Fast-paced, irreverent, witty and – in at least one major plot instance – blindingly inspired, Iron Man 3 is unashamedly good fun thanks in huge part to a clever script by Shane Black (with his own distinct brand of action comedy, reminiscing of his earlier effort Kiss Kiss Bang Bang) and Drew Pearce that loads the film with deliciously sharp one-liners, a healthy sense of self awareness and enough character insight into the title figure to go with the action.
The film starts off with Tony Stark/Iron Man (once again played to self-aggrandising perfection by Robert Downey Jr) partying in Switzerland circa 1999 where a desperate scientist named Ailden Killrich, played very well by Guy Pearce, attempts to strike up a proposition with Stark only to be snubbed.
His return later in the film shows he’s been dabbling in a remarkable technology that can regenerate organs in a manner oddly akin to the antagonist in Terminator 2.

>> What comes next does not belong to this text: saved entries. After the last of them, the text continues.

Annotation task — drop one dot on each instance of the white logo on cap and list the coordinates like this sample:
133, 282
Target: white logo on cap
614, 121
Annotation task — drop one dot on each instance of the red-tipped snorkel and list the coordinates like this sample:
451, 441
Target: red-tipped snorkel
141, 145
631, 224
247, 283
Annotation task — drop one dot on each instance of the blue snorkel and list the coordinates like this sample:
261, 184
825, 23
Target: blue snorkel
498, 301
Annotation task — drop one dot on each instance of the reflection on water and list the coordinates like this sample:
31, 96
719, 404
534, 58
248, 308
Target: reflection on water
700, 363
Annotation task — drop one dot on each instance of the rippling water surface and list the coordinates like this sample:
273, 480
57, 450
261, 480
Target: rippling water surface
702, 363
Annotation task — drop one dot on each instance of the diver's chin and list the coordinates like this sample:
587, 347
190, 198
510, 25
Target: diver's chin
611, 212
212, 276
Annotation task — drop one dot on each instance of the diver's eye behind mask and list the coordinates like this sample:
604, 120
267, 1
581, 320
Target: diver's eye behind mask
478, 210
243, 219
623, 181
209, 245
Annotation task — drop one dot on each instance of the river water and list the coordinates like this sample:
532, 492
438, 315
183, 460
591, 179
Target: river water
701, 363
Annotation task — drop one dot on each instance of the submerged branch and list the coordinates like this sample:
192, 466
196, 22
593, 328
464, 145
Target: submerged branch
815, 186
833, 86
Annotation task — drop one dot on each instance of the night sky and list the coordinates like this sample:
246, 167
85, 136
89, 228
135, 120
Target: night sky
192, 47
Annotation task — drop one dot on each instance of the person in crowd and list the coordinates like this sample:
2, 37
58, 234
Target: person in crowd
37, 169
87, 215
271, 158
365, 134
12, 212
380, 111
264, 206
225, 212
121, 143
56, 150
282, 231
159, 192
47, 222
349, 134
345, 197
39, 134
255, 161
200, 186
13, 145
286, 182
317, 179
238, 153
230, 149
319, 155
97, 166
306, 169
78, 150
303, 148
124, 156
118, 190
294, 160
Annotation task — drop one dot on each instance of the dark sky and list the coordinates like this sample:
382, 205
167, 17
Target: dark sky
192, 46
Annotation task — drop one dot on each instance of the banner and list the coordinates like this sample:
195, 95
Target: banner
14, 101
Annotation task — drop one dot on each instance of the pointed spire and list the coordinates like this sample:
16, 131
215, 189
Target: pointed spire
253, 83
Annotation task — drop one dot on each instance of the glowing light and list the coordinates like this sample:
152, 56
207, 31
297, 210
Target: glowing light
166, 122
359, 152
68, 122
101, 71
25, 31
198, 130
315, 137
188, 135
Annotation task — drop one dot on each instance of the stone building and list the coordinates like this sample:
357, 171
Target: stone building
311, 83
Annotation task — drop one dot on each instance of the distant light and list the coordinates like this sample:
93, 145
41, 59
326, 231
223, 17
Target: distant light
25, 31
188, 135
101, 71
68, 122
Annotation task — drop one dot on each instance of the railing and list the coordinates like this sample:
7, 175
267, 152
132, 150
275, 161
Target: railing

Pearce is good value in a secondary villain role, casually tossing out Black and Pearce’s verbal daggers with brio. In this manner he’s served better than either of the two big baddies in Iron Man 2.
Above Ailden is a rogue Bin Laden-styled terrorist who is targeting American civilians whilst spouting anti-American rhetoric over viral videos. He goes by the title “The Mandarin” and is played by Ben Kingsley, whose function in the plot is one of the more inventive spins on the archetypical villainous role to come along in one of these movies in recent memory.
If there’s a criticism to be in the plot of Iron Man 3 there seems to be actively less interest in disguising how much of this we’ve seen before. Bizarrely (and quite successfully) the movie takes a narrative detour more than half way through that suggests more than a hint of superhero satire at play.
Looking at co-writer/director Shane Black’s back catalogue, by his own admission, few if any of his villains have been terribly memorable, often they exist as a basic plot necessity rather than Alan Rickman in Die Hard or the most recent two Batman villains where the antagonists comfortably left their mark alongside the title hero.
As such, the plot isn’t that far removed from that of a Bond villain and, as ever, Downey’s never anything less than untouchable even when his mansion is being blown to pieces.
Peril on any meaningful level – illusionary or otherwise – has yet to appear in Marvel Feature beyond maybe one instance in The Avengers, and Iron Man 3 is no exception. What we get is something more akin to Black’s own Kiss Kiss Bang Bang or even Lethal Weapon.
It’s the characters’ ever-enjoyable dialogue and a general sense of irreverence where chatter (in this case excellent chatter) is more memorable than the latest apocalyptic showdown that Iron Man/Spiderman/Batman or whoever else is on call that particularly bad week must rally to prevent. For this series, Iron Man 3 is light on its feet and much better for it.
In the end I didn’t leave Iron Man 3 with anything greater than a sense of pleasant surprised that unlike its immediate predecessor I had be entertained in a way that found some space to subvert a fairly set-in-stone formula with wit, intelligence and no shortage of solid action.
Credit too to James Badge Dale who lends an aggressively nervy presence to what could otherwise have been a stock henchman role in a story where Rebecca Hall also pops up as a former flame of Tony’s with just a bit too little to do.